[demɛʁdɑ̃ziziʃ] (loc. invent. REFU.)
Une tradition très ancrée dans les années surannées (XIXᵉ et XXᵉ siècles) voulait que la langue française traditionnelle se teinte tous les vingt ou trente ans de sonorités gutturales qu’on entendait mugir dans nos campagnes, portées à haute voix par de féroces soldats venant jusque dans nos bras égorger nos fils, nos compagnes.
C’est vraisemblablement en rétorsion à ces exactions que fut parodiée démerdenzizich, sorte de réponse nonchalante adressée à une demande d’aide venue d’un quelconque à qui il coûte déjà beaucoup de répondre.
Démerdenzizich (ou démerden sie sich pour les puristes) singe en effet une langue de Goethe mâtinée de ce qu’il faut de français vulgaire pour que l’intention soit comprise. Composé d’un démerden signifiant très clairement se démerder, et s’adjoignant les services de deux pseudo pronoms personnels posés là pour leur acoustique très oktoberfest, l’ensemble énoncé d’un seul trait ne laisse pas de place à la négociation.

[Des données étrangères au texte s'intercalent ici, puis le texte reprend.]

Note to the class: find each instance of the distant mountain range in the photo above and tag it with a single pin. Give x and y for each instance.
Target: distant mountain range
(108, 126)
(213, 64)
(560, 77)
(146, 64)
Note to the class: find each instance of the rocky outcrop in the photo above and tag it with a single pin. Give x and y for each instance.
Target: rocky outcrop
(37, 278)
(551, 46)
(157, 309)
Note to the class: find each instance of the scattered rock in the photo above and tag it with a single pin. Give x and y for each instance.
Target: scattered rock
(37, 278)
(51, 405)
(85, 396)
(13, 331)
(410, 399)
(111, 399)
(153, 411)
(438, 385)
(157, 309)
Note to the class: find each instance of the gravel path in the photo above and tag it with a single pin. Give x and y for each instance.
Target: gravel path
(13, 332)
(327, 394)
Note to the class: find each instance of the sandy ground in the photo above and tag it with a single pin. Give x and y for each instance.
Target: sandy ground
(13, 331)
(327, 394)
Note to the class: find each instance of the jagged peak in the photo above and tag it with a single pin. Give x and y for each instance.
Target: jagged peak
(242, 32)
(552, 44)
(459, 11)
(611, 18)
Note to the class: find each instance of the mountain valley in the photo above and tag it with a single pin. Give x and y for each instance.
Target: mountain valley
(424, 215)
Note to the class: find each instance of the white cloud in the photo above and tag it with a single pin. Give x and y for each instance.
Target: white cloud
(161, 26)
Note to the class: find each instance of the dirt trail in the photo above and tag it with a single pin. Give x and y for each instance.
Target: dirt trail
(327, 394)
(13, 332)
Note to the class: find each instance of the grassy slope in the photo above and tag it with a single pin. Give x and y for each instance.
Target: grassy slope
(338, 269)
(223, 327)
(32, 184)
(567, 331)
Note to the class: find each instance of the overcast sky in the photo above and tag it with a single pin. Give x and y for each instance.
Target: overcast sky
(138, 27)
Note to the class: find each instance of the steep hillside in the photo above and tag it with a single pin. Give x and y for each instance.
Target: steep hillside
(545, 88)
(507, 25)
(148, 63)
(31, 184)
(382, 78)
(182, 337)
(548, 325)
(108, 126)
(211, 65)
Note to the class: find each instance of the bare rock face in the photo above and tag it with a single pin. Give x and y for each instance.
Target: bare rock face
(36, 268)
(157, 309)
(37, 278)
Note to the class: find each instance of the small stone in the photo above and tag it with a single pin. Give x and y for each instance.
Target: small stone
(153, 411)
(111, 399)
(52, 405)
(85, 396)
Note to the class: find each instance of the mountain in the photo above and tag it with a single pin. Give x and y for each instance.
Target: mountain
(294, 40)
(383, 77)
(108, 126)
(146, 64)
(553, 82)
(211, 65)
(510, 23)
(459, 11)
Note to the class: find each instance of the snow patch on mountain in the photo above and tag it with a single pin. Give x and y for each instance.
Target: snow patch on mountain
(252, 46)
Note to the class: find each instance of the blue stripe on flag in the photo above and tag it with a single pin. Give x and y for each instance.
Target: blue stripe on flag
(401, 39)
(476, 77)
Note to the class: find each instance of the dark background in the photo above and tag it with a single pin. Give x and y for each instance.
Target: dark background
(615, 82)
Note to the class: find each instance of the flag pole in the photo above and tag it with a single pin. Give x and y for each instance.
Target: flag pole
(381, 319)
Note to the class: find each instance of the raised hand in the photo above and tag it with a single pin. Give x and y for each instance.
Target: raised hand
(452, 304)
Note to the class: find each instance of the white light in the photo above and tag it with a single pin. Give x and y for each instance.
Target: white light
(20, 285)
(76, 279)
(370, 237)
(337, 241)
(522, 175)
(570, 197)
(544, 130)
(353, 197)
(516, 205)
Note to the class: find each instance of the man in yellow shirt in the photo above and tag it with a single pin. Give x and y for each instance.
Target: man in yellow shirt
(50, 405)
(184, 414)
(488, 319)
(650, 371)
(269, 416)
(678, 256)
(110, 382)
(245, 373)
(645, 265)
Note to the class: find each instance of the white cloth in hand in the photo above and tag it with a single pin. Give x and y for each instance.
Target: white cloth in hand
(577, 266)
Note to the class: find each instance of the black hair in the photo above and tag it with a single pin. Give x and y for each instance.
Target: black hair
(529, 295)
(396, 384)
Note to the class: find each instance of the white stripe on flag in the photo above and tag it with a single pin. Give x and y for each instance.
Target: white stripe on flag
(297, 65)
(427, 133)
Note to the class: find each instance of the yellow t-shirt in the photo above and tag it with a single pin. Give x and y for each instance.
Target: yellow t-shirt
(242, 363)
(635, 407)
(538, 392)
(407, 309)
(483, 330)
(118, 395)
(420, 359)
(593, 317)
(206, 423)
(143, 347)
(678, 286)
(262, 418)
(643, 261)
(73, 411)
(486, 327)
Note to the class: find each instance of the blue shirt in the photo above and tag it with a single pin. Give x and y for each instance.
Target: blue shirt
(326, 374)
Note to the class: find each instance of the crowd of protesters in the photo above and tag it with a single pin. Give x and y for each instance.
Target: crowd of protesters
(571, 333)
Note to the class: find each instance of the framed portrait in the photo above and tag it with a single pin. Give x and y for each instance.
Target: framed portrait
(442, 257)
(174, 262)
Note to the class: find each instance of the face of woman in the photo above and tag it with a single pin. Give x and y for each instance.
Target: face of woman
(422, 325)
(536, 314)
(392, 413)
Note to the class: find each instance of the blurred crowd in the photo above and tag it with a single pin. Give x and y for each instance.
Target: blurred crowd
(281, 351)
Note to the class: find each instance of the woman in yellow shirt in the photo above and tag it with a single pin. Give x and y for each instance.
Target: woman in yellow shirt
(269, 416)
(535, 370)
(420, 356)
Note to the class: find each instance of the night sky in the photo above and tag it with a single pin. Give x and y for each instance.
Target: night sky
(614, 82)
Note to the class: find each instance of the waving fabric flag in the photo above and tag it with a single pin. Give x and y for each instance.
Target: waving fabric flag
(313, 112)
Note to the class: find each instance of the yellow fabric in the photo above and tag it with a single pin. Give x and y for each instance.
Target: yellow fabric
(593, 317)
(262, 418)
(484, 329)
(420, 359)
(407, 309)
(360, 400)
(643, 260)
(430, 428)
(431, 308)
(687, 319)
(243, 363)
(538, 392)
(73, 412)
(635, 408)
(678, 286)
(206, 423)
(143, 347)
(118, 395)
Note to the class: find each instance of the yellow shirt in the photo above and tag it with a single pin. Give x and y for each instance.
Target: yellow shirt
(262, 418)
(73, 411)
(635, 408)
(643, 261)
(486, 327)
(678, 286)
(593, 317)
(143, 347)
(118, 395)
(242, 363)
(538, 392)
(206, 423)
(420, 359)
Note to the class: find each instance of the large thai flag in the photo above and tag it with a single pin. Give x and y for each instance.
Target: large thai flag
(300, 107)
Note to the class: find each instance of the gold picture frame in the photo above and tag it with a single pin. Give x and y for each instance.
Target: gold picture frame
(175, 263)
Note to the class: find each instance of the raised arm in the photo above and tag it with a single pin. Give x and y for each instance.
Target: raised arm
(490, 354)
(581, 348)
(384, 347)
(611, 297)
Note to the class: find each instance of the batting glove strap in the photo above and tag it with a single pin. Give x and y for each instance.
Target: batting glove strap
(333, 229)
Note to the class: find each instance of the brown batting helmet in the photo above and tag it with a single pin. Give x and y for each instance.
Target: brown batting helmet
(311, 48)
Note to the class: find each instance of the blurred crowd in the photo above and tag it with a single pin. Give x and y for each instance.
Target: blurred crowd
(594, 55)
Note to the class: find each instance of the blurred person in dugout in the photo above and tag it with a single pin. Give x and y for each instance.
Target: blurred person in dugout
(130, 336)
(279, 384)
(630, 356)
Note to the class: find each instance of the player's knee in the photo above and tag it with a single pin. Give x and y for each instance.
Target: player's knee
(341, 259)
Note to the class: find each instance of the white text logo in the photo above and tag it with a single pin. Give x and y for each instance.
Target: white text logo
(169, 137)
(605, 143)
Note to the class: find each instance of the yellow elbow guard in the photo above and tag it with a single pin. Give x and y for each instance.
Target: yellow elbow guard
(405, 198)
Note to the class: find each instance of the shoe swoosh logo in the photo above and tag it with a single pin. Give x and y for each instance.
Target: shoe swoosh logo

En cas de réponse démerdenzizich, il va falloir faire seul.
Démerdenzizich s’emploie dans de multiples occasions : demande de prêt à taux zéro d’une modique somme d’argent pour se refaire au poker-je-te-jure-c’est-la-dernière-fois-je-la-sens-bien-cette-fois-ouais-je-sais-que-je-te-dois-deux-barres-mais-cette-fois-c’est-la-bonne, offre de remplacement dans une galère dans laquelle le quidam s’est fourré malgré tous les conseils, et diverses patates chaudes proposées par du bien médiocre¹ acceptant la gloriole sans les désagréments qui vont avec.
Le caractère martial naturellement charrié par démerdenzizich met à l’abri de toute nouvelle demande et boute le falot hors-champ, empêchant ainsi que de vils despotes deviennent les maîtres de nos destinées².
Se heurtant au démerdenzizich, le penaud ne reviendra pas.
Le 22 septembre 1984, François Mitterrand et Helmut Kohl réconcilient définitivement deux nations que l’histoire avait parfois éloignées³. C’est louable, certes, mais c’est aussi de fait, la fin pour démerdenzizich.
Au cœur d’un lieu qui vit la sauvagerie prendre ses aises, les deux dirigeants se donnant la main envoient démerdenzizich en surannéité. Plus question pour les uns d’envahir les autres, plus question pour les autres de se moquer des uns.
Pour refuser son aide le moderne – qui est fourbe et menteur – se perd en périphrases campagnardes (il est charrette) ou en appelle à un ridicule franglais d’open space (il est overbooké). Dans le meilleur des cas il sera odoriférant et vulgaire en envoyant péter.
La paix est là et c’est bien l’essentiel; mais démerdenzizich est désormais suranné.